Three types of black holes have been discovered over the past 25 years, first by theoretical physicists and then by observational astronomers.
The first kind of black hole is caused when a star of about 20 times the mass of our Sun goes supernova and then its remnants, mostly neutrons, are so dense that they collapse in on themselves, because the gravitational forces are no longer balanced by internal release of thermonuclear generated energy (the star has "winked" out). The resultant gravitational collapse forms a hole in space-time that will "eat" all matter that crosses its surface (the event horizon), including photons, so no light can escape, and drag it into an infinitely dense point in the hole called a singularity. What happens thereafter to the ingested matter is anyone's guess, since all the laws of physics, relativity and quantum mechanics have broken down and no longer work. A new theory of guantum gravity is being developed to explain the laws of nature that govern singularities
Some theoretical physicists, most notably, Steven Hawking, believe that the singularity ejects the matter into another universe as a "Big Bang" or into another dimension, but there is, of course, no proof of this and almost any theory of what happens in the singularity is viable at this time.

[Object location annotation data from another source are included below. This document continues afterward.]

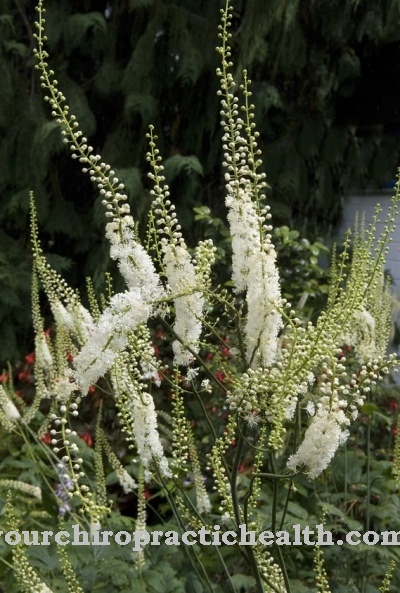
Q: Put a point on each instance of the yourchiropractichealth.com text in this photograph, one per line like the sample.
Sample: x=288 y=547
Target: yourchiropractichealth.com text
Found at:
x=76 y=536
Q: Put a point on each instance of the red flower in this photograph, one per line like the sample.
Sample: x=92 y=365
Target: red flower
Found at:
x=30 y=358
x=23 y=375
x=220 y=376
x=87 y=437
x=226 y=352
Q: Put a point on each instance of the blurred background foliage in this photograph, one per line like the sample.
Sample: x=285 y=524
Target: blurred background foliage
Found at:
x=323 y=85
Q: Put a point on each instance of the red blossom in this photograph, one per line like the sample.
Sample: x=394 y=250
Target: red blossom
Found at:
x=23 y=375
x=220 y=376
x=47 y=438
x=226 y=352
x=4 y=377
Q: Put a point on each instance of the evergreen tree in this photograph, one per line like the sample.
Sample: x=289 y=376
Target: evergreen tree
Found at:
x=125 y=64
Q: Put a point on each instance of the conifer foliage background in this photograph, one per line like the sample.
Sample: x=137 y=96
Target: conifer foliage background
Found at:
x=126 y=63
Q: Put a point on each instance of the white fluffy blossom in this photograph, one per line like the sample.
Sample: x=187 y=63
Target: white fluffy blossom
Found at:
x=9 y=409
x=75 y=318
x=254 y=269
x=244 y=229
x=140 y=406
x=135 y=264
x=127 y=482
x=42 y=351
x=321 y=440
x=263 y=319
x=146 y=435
x=182 y=278
x=125 y=312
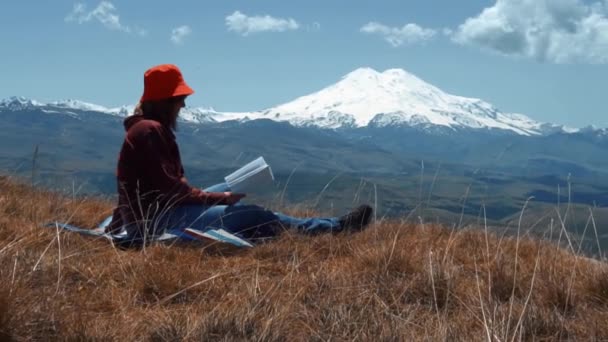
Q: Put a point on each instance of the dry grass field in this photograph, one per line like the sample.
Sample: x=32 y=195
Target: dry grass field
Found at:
x=394 y=281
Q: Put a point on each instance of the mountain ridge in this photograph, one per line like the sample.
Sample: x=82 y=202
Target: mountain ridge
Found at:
x=363 y=97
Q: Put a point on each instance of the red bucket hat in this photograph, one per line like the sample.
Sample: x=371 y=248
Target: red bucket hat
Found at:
x=164 y=81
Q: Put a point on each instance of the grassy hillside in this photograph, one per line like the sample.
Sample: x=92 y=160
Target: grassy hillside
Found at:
x=394 y=281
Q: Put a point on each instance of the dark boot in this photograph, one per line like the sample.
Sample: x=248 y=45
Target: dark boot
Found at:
x=357 y=219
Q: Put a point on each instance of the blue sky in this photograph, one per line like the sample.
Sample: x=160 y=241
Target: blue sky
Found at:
x=547 y=59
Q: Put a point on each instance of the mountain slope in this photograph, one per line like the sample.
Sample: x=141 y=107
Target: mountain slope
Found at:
x=364 y=97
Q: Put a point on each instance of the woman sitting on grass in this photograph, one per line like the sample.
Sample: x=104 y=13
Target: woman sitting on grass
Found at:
x=154 y=194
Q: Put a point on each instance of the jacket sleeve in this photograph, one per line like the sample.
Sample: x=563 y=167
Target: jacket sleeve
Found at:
x=163 y=169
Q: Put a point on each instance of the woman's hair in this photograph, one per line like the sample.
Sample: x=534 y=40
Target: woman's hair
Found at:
x=159 y=111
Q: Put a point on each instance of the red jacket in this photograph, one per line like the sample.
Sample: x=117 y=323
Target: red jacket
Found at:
x=150 y=175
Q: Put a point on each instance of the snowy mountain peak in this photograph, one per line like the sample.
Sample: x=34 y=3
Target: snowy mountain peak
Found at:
x=18 y=103
x=363 y=97
x=392 y=97
x=78 y=105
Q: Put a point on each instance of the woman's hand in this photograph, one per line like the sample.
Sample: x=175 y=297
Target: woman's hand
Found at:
x=232 y=198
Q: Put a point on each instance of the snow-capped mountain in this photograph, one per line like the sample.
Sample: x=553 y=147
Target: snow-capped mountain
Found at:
x=74 y=108
x=364 y=97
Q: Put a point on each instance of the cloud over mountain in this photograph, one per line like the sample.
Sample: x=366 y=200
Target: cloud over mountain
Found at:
x=557 y=31
x=246 y=25
x=105 y=13
x=397 y=36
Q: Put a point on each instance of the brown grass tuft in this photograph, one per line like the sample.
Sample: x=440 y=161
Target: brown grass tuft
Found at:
x=394 y=281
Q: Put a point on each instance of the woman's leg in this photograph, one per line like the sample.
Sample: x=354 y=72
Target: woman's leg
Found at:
x=313 y=225
x=248 y=221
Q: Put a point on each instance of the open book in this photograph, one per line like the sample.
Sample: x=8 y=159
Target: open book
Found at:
x=250 y=177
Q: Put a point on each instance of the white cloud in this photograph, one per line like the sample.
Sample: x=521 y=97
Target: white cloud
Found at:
x=397 y=36
x=105 y=13
x=179 y=33
x=558 y=31
x=245 y=25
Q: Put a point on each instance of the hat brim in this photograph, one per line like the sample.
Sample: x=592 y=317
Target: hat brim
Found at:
x=183 y=90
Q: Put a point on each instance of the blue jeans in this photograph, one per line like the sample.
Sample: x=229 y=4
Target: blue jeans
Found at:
x=245 y=220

A second type of black holes is called a Supermassive black hole which forms at the center of most galaxies, including our own, not from a collapsed star, but from collapsed interstellar gas and other matter that has become so massive as to allow its gravity to force it into a black hole. These galactic monsters are thousands of times bigger than the ordinary black hole and they seem to be an integral part of the life cycle of galaxies, rather than the death throes of an individual star.
The third type of black hole is found in stellar nurseries billions of light years away from us (and hence existing in the early years of our universe) and are identified by the violent bursts of gamma radiation they release, which can be seen on earth when the hole's event horizon is facing us. The function of these types of holes is unknown but they form from Hyper-novas, the explosion of supermassive stars that are too big to survive more than a few million years (as opposed to to the ten billion year life span of most other stars). These Gamma Ray Bursters may be involved in the birth of second generation stars in those stellar nurseries.
It has also been postulated that there exists throughout the universe microscopic black holes, but this has not yet been observed in even our most powerful extant "atom smashers", and their verification will await experiments in the next generation of supercolliders now being planned.